The following standard definitions were used to stratify neonates: low birthweight (<2500 g), very low birthweight (1000-1500g) and extremely low birthweight (<1000 g). Inborn neonates refers to babies born at Tygerberg Hospital, whereas outborn refers to those born at another hospital, midwife obstetric unit or born before arrival. Prior antibiotic therapy was defined as administration of one/more systemic antibiotic doses (documented in the prescription chart) that occurred prior to the current infection episode. Definitions proposed by Wirtschafer8 were used to classify infection episodes as: proven BSI (blood culture-positive with a pathogen); presumed infection (clinically suspected, blood culture-negative infection, with or without risk factors for infection at birth) and potential infection (clinically well neonate with risk factors for infection at birth).
A BSI episode was defined as a blood culture yielding a pathogen, including repeat cultures isolating the same pathogen within 10 days of the original specimen. HA-BSI were defined as a positive blood culture yielding a known neonatal pathogen (based upon the categorization of the United States Centers for Disease Control, US CDC)25 obtained at ≥72 hours of life/hospitalization. Coagulase-negative staphylococci (CoNs) were classified as pathogens if the same species was isolated from a repeat blood culture from a separate blood draw collected on the same/subsequent day. If a contaminant was isolated, the blood culturing episode was allocated to the potential infection group (if they had infection risk factors only) or the presumed infection group (if they had clinical symptoms/signs of infection, irrespective of risk factors for infection).

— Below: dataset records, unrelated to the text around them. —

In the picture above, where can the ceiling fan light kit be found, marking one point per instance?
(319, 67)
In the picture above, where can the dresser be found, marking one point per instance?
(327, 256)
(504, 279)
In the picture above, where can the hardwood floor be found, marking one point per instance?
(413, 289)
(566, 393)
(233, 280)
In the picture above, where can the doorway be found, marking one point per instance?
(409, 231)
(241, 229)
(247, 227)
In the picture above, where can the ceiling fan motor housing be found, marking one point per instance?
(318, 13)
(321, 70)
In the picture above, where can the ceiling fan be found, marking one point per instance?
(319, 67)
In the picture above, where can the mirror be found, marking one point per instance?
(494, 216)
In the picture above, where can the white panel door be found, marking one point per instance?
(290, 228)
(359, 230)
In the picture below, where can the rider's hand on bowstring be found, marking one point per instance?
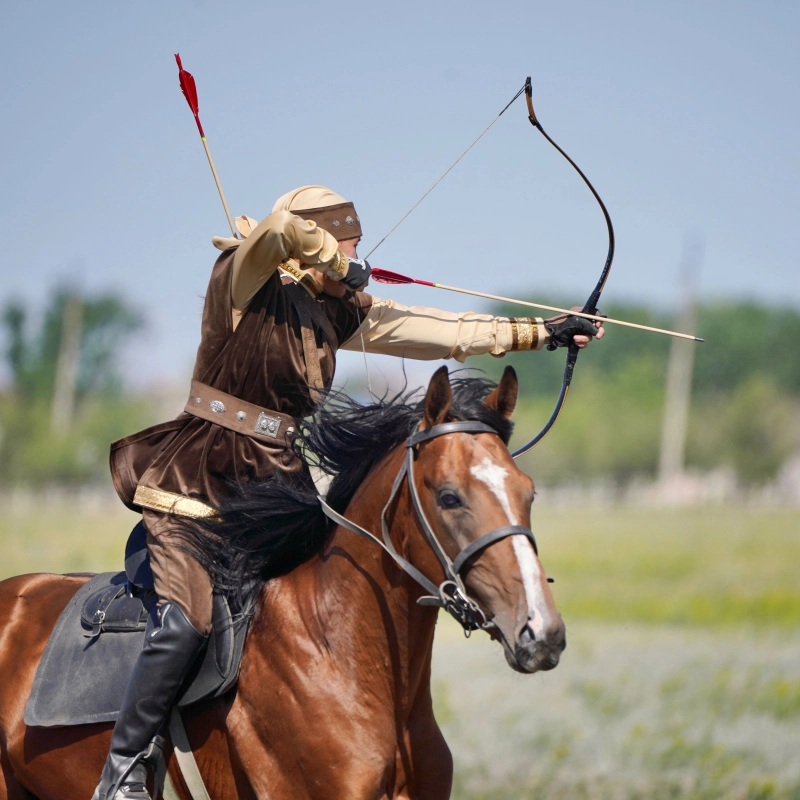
(564, 329)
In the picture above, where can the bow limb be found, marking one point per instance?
(590, 307)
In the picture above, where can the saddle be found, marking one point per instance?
(89, 657)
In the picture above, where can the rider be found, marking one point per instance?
(280, 303)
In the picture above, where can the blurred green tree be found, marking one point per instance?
(745, 398)
(32, 451)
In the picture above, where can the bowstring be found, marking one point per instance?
(445, 173)
(410, 210)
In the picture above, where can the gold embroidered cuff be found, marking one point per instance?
(303, 277)
(527, 333)
(170, 503)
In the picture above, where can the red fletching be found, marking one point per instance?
(387, 276)
(189, 90)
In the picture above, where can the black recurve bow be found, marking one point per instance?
(590, 307)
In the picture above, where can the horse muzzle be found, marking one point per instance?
(531, 653)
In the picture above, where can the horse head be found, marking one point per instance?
(467, 485)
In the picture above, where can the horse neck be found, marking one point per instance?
(354, 604)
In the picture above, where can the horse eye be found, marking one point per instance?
(450, 500)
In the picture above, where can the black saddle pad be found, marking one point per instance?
(89, 657)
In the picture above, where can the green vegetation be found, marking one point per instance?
(681, 678)
(710, 566)
(45, 438)
(745, 404)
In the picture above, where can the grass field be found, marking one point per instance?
(681, 678)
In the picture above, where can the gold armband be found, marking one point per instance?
(527, 333)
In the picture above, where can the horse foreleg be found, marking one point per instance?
(424, 762)
(10, 789)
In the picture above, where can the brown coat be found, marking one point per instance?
(261, 362)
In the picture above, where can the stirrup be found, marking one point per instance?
(136, 789)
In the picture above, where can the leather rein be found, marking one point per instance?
(451, 594)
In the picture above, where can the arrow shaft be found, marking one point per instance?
(562, 311)
(219, 188)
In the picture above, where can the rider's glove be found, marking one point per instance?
(563, 327)
(358, 272)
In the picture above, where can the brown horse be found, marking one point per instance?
(334, 696)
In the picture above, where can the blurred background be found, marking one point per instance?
(668, 504)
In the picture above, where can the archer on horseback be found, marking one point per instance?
(280, 303)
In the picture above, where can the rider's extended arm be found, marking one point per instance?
(427, 334)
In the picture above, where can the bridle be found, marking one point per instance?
(451, 594)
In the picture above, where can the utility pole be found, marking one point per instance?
(679, 371)
(69, 354)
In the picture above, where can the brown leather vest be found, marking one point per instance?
(260, 362)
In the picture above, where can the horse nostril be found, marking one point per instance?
(527, 636)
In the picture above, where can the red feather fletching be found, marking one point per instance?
(189, 90)
(387, 276)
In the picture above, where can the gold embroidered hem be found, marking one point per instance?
(170, 503)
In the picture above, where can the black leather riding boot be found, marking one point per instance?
(160, 669)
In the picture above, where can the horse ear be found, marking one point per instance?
(504, 398)
(438, 398)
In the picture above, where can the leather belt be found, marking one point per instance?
(239, 416)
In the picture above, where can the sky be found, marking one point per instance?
(684, 115)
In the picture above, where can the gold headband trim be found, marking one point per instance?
(341, 220)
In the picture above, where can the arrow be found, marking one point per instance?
(189, 89)
(387, 276)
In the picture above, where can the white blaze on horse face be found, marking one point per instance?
(494, 476)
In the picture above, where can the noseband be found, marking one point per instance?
(451, 594)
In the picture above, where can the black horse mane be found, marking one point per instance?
(267, 528)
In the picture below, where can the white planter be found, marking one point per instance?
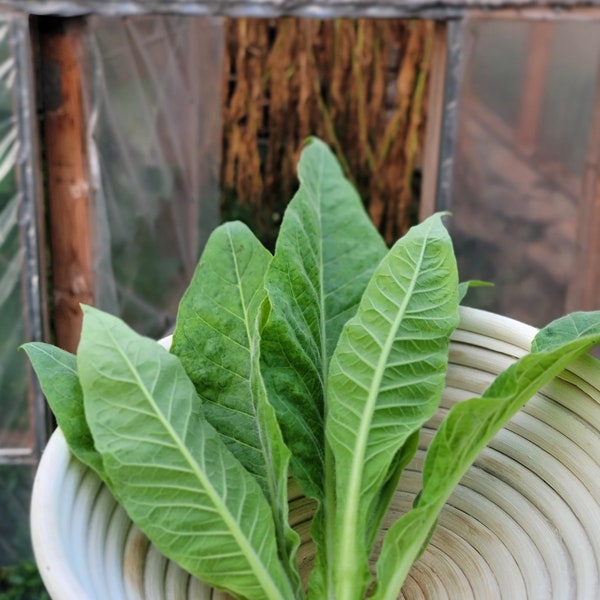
(523, 524)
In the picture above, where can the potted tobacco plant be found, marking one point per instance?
(319, 367)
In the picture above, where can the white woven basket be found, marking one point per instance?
(523, 524)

BSI-attributable death was defined as occurring within 72 hours of blood collection that established a proven BSI, where the treating clinician considered the neonate’s demise to be a consequence of the BSI and/or its infectious complications.26 Data regarding the patient’s demographic profile, infection episode laboratory results, pathogen and antimicrobial resistance spectrum and 30-day outcome were entered into a REDCap database.27
Antibiotic susceptibility patterns
The following susceptibility patterns were regarded as an antibiotic–resistant phenotype: methicillin resistance in S. aureus; third or fourth generation cephalosporin resistance in E. coli and K. pneumoniae (likely extended-spectrum β-lactamase production - ESBL); fourth generation cephalosporin resistance in E. cloacae and S. marcescens (ESBL or derepressed AmpC), carbapenem resistance in A. baumannii or P. aeruginosa, and azole resistance in Candida species.
Statistical analysis
Continuous and categorical variables were compared using the Kruskal-Wallis test and the X2 test, respectively. To determine factors associated with mortality from LC-BSI, intelligent multivariable logistic regression analyses were performed. A p-value of <0.05 was considered statistically significant. Stata Statistical Software version 13.0 IC (College Station, TX: StataCorp LP) was used for analysis.